I believe that marketisation means UEA will put profits over the wellbeing of both students and staff. How the university treats the SU is an obvious example. Since UEA works for profit, it squeezes the SU for as much money as it can, charging them £700,000 a year for union house rent. Because it works for profit, it provides the SU with so little money it may have to use restricted funds to stay solvent. Because it works for profit, it has the incentive to keep the SU cash strapped so it can acquire their lucrative properties such as the waterfront, SU shop, and Unio. In fact, the actions of the University of Aberystwyth is an example of such dirty acquisitions, with them taking control of the SU shop from a low on cash SU.
Putting the SU under such financial strain, thanks to marketisation, makes student life worse. It means the SU will also begin placing profit over people, leading to it struggling to promote healthy behaviours which are unprofitable for the SU, such as binge drinking less. Societies will also struggle. To quote the SU’s activities and opportunities officer in response to news of financial issues “There’s definitely not a necessity for us to run 250 societies”. Ellie Robson’s article in response to this shows succinctly how such an attitude, born of necessity, will hurt students.

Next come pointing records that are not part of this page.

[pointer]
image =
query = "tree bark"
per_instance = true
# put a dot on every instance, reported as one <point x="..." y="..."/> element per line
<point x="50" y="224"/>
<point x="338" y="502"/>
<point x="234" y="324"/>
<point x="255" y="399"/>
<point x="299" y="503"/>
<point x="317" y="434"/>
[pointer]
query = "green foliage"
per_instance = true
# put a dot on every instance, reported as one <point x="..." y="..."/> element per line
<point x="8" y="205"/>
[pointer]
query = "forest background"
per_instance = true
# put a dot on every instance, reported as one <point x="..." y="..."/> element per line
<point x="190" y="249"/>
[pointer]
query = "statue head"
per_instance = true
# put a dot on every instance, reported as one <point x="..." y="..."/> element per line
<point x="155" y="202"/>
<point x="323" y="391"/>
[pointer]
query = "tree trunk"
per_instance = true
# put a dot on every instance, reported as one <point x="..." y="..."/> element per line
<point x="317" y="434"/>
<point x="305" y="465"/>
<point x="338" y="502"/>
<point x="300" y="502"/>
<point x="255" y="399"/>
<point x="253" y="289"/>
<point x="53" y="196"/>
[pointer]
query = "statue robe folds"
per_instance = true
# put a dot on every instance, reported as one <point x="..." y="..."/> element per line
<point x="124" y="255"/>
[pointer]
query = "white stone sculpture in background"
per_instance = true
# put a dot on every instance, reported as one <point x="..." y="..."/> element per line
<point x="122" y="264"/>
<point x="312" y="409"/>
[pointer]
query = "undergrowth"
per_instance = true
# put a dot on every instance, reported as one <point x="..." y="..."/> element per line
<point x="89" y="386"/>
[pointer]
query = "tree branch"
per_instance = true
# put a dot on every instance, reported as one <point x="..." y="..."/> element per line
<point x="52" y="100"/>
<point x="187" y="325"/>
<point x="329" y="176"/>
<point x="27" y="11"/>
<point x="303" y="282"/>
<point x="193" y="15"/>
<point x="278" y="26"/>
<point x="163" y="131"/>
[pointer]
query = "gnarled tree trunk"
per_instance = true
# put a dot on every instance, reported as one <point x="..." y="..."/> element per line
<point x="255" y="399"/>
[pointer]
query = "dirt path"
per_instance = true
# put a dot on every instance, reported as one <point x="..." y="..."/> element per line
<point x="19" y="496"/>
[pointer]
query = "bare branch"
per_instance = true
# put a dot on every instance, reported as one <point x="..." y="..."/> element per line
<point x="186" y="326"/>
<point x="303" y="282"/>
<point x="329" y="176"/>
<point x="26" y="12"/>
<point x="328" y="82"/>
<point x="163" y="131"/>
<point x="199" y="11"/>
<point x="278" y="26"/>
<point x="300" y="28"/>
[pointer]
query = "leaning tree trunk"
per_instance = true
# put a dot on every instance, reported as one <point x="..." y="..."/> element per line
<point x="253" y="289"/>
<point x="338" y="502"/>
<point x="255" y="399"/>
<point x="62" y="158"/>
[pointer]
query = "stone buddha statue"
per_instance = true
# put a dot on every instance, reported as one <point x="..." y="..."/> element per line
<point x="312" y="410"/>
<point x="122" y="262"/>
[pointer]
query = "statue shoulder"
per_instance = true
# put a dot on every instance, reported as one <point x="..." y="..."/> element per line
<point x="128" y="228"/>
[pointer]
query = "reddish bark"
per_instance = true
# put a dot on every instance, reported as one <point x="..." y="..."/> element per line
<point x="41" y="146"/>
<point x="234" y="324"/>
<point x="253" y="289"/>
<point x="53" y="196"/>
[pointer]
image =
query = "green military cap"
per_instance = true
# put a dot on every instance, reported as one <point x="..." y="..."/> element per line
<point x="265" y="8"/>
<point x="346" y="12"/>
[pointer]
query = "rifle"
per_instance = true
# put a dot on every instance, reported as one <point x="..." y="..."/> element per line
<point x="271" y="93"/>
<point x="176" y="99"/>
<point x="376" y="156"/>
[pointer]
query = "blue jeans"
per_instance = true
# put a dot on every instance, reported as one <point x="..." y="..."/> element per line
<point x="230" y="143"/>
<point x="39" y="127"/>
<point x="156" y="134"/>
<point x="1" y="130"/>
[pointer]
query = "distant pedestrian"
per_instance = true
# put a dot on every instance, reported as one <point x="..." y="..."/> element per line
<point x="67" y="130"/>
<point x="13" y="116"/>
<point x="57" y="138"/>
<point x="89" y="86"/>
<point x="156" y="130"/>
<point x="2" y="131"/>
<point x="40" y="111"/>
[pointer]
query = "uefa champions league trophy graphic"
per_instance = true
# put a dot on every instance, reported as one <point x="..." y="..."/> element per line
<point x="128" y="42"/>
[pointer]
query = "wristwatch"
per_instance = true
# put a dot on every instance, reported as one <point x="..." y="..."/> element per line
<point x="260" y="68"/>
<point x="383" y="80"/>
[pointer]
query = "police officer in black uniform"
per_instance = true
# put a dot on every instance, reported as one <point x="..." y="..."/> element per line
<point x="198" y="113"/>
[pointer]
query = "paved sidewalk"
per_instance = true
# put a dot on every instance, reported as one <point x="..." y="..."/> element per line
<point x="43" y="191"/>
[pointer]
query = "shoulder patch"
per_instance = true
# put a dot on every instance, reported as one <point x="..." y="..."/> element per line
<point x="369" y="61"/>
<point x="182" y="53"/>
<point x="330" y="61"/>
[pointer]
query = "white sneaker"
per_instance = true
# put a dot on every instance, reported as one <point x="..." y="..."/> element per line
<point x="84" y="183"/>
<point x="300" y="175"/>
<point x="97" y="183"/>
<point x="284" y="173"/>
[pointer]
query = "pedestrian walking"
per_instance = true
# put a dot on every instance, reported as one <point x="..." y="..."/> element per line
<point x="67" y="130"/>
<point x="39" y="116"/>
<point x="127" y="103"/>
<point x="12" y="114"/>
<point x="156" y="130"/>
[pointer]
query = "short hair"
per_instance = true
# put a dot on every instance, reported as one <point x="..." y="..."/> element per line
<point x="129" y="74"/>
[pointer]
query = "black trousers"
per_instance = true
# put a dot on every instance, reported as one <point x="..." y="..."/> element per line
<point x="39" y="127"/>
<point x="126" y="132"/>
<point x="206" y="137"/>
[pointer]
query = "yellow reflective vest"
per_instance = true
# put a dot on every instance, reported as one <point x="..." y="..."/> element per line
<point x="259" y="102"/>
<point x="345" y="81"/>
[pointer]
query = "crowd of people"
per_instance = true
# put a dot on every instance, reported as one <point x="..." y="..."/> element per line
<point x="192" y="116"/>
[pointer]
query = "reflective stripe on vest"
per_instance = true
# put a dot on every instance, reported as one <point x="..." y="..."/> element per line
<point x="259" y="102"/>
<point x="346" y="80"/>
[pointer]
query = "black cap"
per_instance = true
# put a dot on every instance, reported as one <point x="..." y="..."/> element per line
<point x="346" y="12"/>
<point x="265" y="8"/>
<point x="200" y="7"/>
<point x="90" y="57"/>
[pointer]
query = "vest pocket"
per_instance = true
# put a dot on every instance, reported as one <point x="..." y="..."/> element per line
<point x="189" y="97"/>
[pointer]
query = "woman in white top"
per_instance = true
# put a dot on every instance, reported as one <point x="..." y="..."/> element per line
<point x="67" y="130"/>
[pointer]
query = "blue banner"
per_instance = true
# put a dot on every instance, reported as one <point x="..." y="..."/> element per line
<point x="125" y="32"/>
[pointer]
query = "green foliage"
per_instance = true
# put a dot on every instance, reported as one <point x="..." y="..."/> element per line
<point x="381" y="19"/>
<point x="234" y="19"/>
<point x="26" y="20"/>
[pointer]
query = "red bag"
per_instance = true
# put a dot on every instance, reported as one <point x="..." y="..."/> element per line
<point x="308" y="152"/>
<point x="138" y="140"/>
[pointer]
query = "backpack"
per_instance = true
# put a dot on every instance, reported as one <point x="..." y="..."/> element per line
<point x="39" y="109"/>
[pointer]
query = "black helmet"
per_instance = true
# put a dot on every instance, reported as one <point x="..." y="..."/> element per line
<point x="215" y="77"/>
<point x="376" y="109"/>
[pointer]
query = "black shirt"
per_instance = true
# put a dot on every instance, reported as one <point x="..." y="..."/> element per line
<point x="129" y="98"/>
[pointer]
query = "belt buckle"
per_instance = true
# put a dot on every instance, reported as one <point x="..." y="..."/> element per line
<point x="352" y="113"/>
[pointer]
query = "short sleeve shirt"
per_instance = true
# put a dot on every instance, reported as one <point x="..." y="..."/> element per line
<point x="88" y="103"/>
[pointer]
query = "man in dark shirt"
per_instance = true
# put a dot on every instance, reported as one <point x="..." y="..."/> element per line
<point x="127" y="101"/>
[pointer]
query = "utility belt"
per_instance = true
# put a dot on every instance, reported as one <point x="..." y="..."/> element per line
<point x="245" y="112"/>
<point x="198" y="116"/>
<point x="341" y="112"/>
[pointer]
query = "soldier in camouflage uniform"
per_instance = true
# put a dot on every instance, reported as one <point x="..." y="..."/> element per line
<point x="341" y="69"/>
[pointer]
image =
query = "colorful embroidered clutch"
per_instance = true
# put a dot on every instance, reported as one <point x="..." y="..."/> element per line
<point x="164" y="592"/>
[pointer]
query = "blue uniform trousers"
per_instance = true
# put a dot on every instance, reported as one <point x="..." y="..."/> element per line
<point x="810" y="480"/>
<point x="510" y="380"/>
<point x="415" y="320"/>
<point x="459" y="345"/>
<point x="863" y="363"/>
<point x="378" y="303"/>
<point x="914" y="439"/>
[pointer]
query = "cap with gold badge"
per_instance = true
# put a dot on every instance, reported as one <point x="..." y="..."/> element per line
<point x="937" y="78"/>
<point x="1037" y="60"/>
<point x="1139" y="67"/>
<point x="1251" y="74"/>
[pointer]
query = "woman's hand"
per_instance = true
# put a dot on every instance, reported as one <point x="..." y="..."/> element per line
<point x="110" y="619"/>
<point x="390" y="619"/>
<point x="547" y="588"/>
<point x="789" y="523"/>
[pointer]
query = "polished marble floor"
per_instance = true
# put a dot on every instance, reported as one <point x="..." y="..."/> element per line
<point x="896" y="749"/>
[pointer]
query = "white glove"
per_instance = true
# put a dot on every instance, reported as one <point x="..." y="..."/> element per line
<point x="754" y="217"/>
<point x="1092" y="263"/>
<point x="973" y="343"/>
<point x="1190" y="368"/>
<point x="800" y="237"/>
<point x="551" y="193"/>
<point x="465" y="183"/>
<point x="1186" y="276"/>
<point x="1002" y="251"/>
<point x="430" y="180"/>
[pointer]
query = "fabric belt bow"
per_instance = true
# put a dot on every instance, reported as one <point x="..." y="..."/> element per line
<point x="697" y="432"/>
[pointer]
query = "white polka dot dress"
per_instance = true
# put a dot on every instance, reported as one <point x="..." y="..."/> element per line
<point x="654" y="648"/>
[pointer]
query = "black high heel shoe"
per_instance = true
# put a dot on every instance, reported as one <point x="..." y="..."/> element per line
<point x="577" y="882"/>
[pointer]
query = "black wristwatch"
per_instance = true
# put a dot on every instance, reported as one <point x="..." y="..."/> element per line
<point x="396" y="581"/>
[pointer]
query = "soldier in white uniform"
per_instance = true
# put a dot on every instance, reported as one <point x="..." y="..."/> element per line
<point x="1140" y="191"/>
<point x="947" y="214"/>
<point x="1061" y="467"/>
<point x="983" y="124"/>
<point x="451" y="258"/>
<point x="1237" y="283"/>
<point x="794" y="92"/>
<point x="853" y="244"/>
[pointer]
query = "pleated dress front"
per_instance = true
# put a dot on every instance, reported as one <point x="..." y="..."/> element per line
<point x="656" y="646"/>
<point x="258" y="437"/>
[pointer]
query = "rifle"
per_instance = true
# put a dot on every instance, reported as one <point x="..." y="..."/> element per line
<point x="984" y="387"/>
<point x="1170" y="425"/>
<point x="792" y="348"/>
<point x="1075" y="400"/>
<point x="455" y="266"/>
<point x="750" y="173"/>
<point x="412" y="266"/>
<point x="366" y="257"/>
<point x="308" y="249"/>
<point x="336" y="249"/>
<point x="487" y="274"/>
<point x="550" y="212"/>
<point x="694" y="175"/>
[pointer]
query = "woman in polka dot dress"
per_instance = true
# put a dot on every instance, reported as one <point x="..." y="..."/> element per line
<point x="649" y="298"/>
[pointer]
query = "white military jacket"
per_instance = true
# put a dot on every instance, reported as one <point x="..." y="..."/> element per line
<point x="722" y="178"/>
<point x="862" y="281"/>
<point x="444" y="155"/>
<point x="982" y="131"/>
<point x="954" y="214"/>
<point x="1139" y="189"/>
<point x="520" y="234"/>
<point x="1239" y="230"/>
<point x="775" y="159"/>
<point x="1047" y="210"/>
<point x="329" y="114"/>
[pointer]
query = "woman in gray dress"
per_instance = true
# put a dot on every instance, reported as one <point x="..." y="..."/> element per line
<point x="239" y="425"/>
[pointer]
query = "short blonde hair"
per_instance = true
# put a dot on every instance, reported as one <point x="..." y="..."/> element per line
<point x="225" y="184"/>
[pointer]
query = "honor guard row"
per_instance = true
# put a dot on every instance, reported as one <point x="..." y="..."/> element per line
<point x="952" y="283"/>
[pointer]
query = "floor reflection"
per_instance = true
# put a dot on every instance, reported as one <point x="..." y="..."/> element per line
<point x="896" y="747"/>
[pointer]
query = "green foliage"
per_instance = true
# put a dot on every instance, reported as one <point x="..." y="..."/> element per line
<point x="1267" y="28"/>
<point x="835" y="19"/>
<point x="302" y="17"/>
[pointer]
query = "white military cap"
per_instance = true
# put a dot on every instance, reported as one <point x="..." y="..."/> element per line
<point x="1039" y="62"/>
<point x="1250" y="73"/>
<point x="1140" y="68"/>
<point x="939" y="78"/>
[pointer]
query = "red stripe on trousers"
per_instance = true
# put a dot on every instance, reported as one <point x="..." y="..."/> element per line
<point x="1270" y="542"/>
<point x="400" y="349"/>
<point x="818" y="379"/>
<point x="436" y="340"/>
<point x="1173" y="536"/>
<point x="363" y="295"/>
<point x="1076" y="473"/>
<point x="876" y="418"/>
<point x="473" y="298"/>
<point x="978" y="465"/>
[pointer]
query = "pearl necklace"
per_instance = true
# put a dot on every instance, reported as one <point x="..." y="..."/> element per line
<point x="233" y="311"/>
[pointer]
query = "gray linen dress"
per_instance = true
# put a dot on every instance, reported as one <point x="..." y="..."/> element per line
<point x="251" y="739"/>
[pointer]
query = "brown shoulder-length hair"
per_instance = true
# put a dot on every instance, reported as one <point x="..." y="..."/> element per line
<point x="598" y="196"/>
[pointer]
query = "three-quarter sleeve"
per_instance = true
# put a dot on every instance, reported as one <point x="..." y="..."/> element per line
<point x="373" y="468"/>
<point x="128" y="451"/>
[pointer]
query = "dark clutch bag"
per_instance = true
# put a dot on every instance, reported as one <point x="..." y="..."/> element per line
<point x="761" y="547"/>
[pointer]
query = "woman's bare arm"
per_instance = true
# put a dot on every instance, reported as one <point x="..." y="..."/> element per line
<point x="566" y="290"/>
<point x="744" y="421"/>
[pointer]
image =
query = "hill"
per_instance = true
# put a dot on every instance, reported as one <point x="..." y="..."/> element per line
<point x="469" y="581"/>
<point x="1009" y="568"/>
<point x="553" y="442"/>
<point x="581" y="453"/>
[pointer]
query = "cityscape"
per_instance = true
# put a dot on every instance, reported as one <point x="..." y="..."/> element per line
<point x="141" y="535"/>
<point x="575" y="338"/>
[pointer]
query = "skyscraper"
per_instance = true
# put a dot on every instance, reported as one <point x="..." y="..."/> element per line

But what about less exploitative universities? Surely if the university put less emphasis on profit and treated its SU with more care, such as universities of Bristol and Reading charging less than UEA for rent, marketisation wouldn’t be the issue it is. However, while universities, just like all companies, may act more or less ethical than others, the fundamental drive for profit remains in all of them. As profit is the ultimate goal, it will always take precedence over the needs and wants of both students and staff when at a crossroads. At a time of crisis such as this, that can be clearly seen as all universities, no matter how “ethical” they may be, force all students to pay their tuition fees. When push comes to shove, profit comes first.
One would hope that with so much emphasis on it, the profit of the university would go towards its improvement. While it’s true that it allows for the building of new facilities (while exploiting those who work in them – to quote a staff member at the picket line “people are universities, universities are not buildings”), vast amounts of profits go directly to the Vice-Chancellor and other executive staff. The Vice-Chancellor’s total remuneration for 2017-2018 was £305,000 alone, not counting the £45,000 pension pot contribution. And while staff wages have stagnated, the Vice-Chancellor salary has increased 31.1%, pension contribution increased 45.2%, and expenses claims increased by 147.5% since they entered office! Imagine the good that could’ve come if such funds went to the SU, or teacher’s pockets instead. Your tuition fees pay for first-class plane rides while SU cash dries up and teachers are forced to the picket line. Such is an inevitability when universities are run like businesses.
Our university should be run in the interests of those who work to let it run – the students and the staff. To quote the late Ted Grant: “Not a wheel turns, not a phone rings, not a lightbulb shines, without the kind permission of the working class”. Indeed, not a single person learns either. Students should push for a national education service, similar to the NHS, run by and for students, teachers and staff, with instantly recallable officers, paid the wage of the lowest-paid member of staff, elected to organise it. With a system like this, vital organisations such as the SU can finally be run for the ultimate benefit of students, instead of being beholden to the interests of the Vice-Chancellor and profit.